LE DISQUE REPORT 

Your DVD Round-up with Phillippe Aghion

Consider this month’s DVD release If… (Criterion) as exhibit A in an approach towards film (and all art for that matter) that argues against interpretation. For years, critics puzzled over the aesthetic and thematic implications of Lindsay Anderson’s decision to shoot the last reel of his film about student rebellion in black and white, while the rest of the movie is in color. The critical establishment, presented with what it believed to be a tangible example of metaphorical significance, set about to decipher the conundrum with all the supercilious zeal of a second-tier University TA. Was it a comment on the bleak outlook of today’s youth? A contrast between vibrant empty consumerism and stark socialist sacrifice? The real reason? Anderson merely ran out of money.
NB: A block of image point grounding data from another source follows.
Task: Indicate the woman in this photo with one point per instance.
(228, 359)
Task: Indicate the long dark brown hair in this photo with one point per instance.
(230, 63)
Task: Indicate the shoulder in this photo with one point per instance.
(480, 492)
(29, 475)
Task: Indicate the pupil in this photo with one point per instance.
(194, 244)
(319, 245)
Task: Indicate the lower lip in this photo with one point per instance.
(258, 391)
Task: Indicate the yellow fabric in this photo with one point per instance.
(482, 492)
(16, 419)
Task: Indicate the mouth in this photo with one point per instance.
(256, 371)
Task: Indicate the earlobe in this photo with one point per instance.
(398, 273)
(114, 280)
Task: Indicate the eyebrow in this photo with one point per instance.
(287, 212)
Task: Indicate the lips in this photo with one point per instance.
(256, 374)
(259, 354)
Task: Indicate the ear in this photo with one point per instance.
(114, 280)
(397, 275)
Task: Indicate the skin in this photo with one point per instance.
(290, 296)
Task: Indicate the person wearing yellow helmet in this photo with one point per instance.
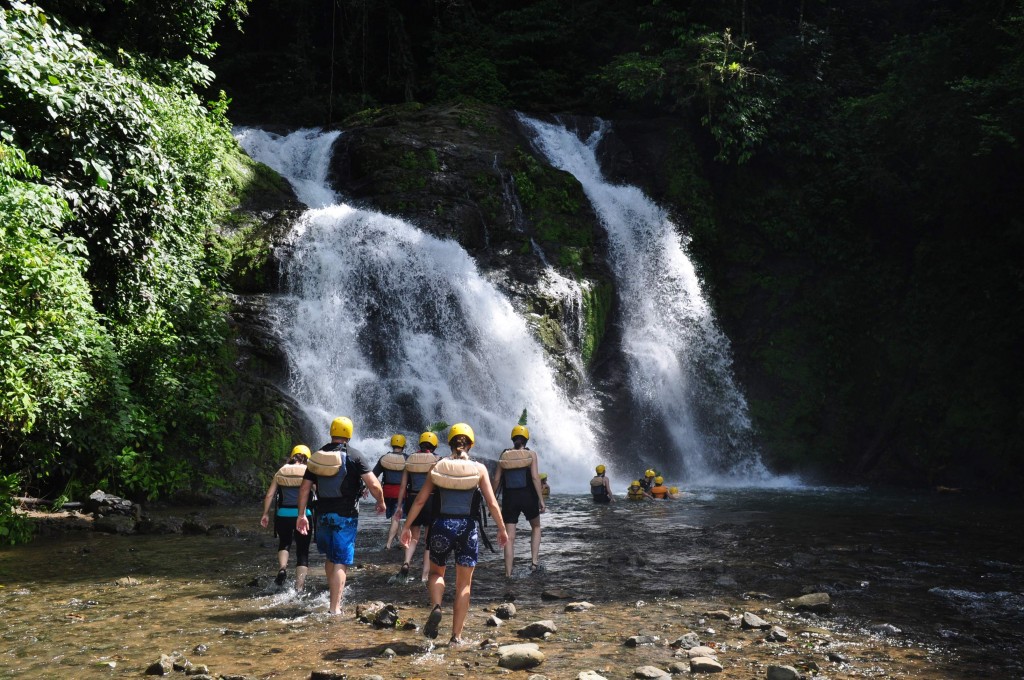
(389, 470)
(285, 490)
(418, 466)
(659, 491)
(340, 473)
(519, 479)
(636, 492)
(461, 484)
(600, 486)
PICK  Sweet Movie (Criterion)
Dušan Makavejev — the crazy Croat — was one seriously twisted individual. This 1974 film creates its own genre of anarcho-Marxist comedic farce with a side order of erotic existentialism for good measure. At times unwatchable, it’s hard to forget once you’ve seen it.
Out Now

WR: Mysteries of the Organism (Criterion)
Makavejev again. A Serbo-Croatian take on Wilhelm Reich, the pyscho-sexual psychologist (and all around nutter) that devolves into a free-form meditation on the liberation of a young Yugoslav girl from shackles both sexual and political. (?!)
Out Now

Simon Schama’s Power of Art (BBC)
Episodes include Van Gogh: Painting from Inside the Head and Caravaggio: Painting Gets Physical. Think of it as Ken Burns’ Baseball for art freaks.
Out Now

Max and Mona (First Run)
Max is a farmer…Mona is a goat in this worldbeat charmer from South Africa.
Out Now

PICK  Nightmare (Home Vision)
Highly regarded documentary from 2004 that spotlights one strand of fuckedupedness that is a feature of the new global economy. In this case a dark trade of Nile perch for Kalashnikovs courtesy venal Russians and amoral South Africans.
June 26

Auto Focus (Sony)
Paul Schrader’s biopic about Hogan Heroes star Bob Crane who led a double life as a videotape amateur porno maker, is an exercise in subtle exploitation that never fails to entertain but rarely enlightens.
July 3

PICK The Big Lebowski (Universal)
I once told a colleague about my theory that any film with a catch phrase is inevitably overrated. (cf. Scarface, Pulp Fiction,…) prone as it is towards slavish cultish devotion by blog-dwelling types. This film, he pointed out correctly, is an exception.
June 26

Trog (Warner)
Part of a box set of Camp Classics being released, this gem stars Joan Crawford in a career-negating performance playing an anthropologist who discovers the missing link. (!)
June 26

PICK Climates (Zeitgeist)
Nuri Bilge Ceylan’s contemplative relationship anti-drama has an effect, which is deeply penetrating despite its process of meandering torpor.